A partnership making the push-out election must furnish statements to the reviewed year partners with respect to the partner’s share of the adjustments and file those statements with the IRS. The statements must be filed and furnished separate from any other statements required to be filed with the IRS, and furnished to the partners for the taxable year, including any Schedules K-1. Therefore, the partnership may not include the partnership adjustments that are to be taken into account by the reviewed year partners on any Schedule K-1 required to be furnished to the partner for the year. Similarly, the partnership must furnish separate statements for each reviewed year at issue, and cannot combine multiple reviewed years (if any) into a single statement. The statements must be provided to the reviewed year partners no later than 60 days after the date the final partnership adjustments are determined.
- Preparing to Modify the Imputed Underpayment. A partnership that makes neither an opt-out nor push-out election may want to modify any imputed underpayment amount as permitted under the proposed regulations. In such case, it may be desirable to specify in the partnership agreement that impacted partners will provide any necessary documentation or file amended returns as needed.
Despite the considerable scope of the proposed regulations, there remain a number of issues that will need to be addressed in future guidance before the new audit rules become effective.
Perhaps the most significant issue yet to be addressed is how adjustments under the new rules will affect the basis and capital accounts of the adjustment year partners, as well as the partnership’s tax and section 704(b) “book” basis in its assets. The Treasury has determined that generally, the adjustment year partners’ outside basis and capital accounts, and a partnership’s basis in its property, should be adjusted to what they would have been if the adjustments were made in the reviewed year; these amountsshould then be modified to take into account how the adjustments would have effected taxes in intervening years. However, the IRS has not yet determined how to draft mechanical rules achieving appropriate results and has requested public comments on the matter.
The IRS is also considering whether a pass-through partner who receives a push-out statement should be allowed to push that adjustment out to its own members. A technical corrections bill introduced in Congress in December 2016 would resolve the question and provide that a partner that is a partnership or S corporation may elect to either pay an imputed underpayment, or flow the adjustments through the tiers.
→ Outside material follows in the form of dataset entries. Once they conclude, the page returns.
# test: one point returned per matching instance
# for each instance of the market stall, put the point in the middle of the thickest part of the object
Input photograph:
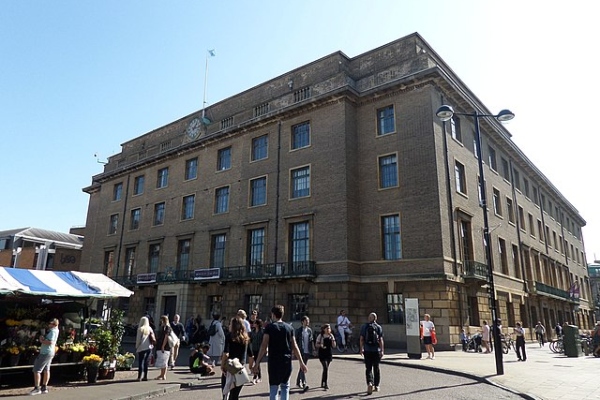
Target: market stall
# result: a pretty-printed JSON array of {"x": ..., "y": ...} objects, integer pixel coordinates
[{"x": 29, "y": 298}]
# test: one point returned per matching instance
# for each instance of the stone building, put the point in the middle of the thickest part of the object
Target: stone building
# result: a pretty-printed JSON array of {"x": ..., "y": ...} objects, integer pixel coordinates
[
  {"x": 335, "y": 186},
  {"x": 35, "y": 248}
]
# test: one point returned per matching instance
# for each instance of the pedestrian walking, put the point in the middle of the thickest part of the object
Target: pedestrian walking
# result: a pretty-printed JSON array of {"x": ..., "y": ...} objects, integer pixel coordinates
[
  {"x": 520, "y": 342},
  {"x": 279, "y": 340},
  {"x": 256, "y": 337},
  {"x": 41, "y": 365},
  {"x": 540, "y": 331},
  {"x": 179, "y": 330},
  {"x": 343, "y": 326},
  {"x": 216, "y": 339},
  {"x": 304, "y": 339},
  {"x": 163, "y": 349},
  {"x": 427, "y": 335},
  {"x": 486, "y": 336},
  {"x": 200, "y": 363},
  {"x": 558, "y": 330},
  {"x": 144, "y": 342},
  {"x": 242, "y": 315},
  {"x": 236, "y": 346},
  {"x": 372, "y": 349},
  {"x": 325, "y": 344}
]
The IRS also has requested public comment on how to administer the push-out rules in tiered structures.
Finally, The IRS is deciding on how to coordinate the push-out rules with withholding requirements for foreign and certain domestic partners; how to treat partners that are estates, trusts or foreign entities (such as controlled foreign corporations) that might not be directly subject to tax on adjustments but whose owners may be and how to treat adjustments to creditable foreign tax expenditures, and other adjustments affecting the amount of foreign tax credit that might be allowable to partners.